McCullen told me this story about the Russian guy at the store (Marseilles? What the fuck kind of name is this for anyone—other than, like, a Marquise or some shitty noble, who would be too busy penning billets doux to be working at a liquor store anyway—much less a Russian?). Marseilles was coming to the register from the back of the store with this customer who was holding this bottle of beer, and the customer was like, “Yeah, I thought you had it, I’m telling you man, it’s really expensive,” and Marseilles was like, “No vay,” and he rang it up and one bottle of beer was ten dollars and the guy was like, “See, it’s from Canada, it’s so expensive, a sixty-dollar six-pack but it’s really good, I was just surprised you even had it.” Marseilles looked at the bottle very carefully because he was so surprised.
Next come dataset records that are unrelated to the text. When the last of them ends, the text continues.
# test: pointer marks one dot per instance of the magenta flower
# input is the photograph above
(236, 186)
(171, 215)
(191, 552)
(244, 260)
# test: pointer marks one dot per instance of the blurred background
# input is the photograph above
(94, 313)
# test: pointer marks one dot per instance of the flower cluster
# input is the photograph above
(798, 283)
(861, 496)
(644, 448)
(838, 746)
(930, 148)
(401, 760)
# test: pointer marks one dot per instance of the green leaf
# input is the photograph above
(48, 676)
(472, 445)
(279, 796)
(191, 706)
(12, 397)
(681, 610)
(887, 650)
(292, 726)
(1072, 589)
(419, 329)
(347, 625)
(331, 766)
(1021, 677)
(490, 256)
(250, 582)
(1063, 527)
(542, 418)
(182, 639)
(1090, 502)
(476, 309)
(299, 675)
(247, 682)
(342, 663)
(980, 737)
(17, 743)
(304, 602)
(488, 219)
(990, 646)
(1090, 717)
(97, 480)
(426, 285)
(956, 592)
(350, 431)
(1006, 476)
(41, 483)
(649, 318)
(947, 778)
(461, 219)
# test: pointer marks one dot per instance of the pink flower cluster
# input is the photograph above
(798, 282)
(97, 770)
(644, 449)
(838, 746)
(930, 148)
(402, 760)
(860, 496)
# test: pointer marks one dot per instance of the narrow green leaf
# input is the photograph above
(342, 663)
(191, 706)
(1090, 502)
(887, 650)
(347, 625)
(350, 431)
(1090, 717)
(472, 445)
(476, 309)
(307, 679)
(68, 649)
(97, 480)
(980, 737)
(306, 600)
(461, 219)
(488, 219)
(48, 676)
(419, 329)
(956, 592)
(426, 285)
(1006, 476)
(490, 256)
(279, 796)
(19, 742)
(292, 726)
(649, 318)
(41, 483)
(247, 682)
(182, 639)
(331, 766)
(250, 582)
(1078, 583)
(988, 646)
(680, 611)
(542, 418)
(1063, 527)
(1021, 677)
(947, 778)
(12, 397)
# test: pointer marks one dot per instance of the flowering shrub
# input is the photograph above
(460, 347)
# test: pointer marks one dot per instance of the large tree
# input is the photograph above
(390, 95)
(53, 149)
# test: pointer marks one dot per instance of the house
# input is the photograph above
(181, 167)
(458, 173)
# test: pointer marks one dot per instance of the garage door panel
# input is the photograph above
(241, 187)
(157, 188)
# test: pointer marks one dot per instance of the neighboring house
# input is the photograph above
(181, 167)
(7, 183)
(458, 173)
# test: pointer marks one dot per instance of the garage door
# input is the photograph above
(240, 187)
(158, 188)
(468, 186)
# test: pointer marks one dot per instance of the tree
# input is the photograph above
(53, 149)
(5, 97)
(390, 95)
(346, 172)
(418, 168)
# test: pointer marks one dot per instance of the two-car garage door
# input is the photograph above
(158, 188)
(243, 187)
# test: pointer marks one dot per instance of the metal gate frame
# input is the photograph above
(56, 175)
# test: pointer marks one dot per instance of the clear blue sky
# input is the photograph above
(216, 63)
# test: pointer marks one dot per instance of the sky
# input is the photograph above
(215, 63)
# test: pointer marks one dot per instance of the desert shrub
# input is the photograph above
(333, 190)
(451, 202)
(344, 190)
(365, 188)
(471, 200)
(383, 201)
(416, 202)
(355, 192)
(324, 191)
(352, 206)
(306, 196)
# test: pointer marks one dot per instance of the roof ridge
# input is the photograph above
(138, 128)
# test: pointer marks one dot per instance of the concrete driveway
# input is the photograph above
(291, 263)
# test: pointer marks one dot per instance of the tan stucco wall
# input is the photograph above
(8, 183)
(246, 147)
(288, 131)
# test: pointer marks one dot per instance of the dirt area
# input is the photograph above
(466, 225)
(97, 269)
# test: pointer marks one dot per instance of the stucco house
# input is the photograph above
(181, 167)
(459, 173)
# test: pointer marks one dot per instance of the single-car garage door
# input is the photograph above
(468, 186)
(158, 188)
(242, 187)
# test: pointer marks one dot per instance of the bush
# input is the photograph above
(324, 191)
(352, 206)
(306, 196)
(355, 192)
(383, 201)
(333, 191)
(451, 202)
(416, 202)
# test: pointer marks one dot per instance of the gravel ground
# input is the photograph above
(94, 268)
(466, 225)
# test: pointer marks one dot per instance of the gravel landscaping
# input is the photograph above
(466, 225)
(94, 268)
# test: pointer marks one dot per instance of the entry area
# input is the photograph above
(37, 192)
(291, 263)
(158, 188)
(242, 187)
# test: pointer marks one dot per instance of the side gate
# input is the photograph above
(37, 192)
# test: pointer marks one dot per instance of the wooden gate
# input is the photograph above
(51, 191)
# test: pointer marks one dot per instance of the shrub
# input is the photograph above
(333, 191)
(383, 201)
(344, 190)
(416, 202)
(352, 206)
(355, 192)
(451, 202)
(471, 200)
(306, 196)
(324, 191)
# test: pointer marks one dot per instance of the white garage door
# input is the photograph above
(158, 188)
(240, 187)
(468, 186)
Then the guy left with his beer and Marseilles shook his head and said loudly to himself, “SUPER CRAZY…SUPER VEIRD!” So I have been saying this to myself about everything ever since I heard that story.

Example:

Co-worker: Hey, Worker #3116, how are you coming along on that work that you are doing for your job.
Worker #3116: Fine. Get off my back.

Okay, that’s a really bad example, because I couldn’t think off the top of my head what a good situation for “SUPER CRAZY…SUPER VEIRD!” would be, I’m not a magician, a-holes. But I do say it to myself, usually just out of context and in my head, unlike Marseilles who says it in context and SUPER LOUD.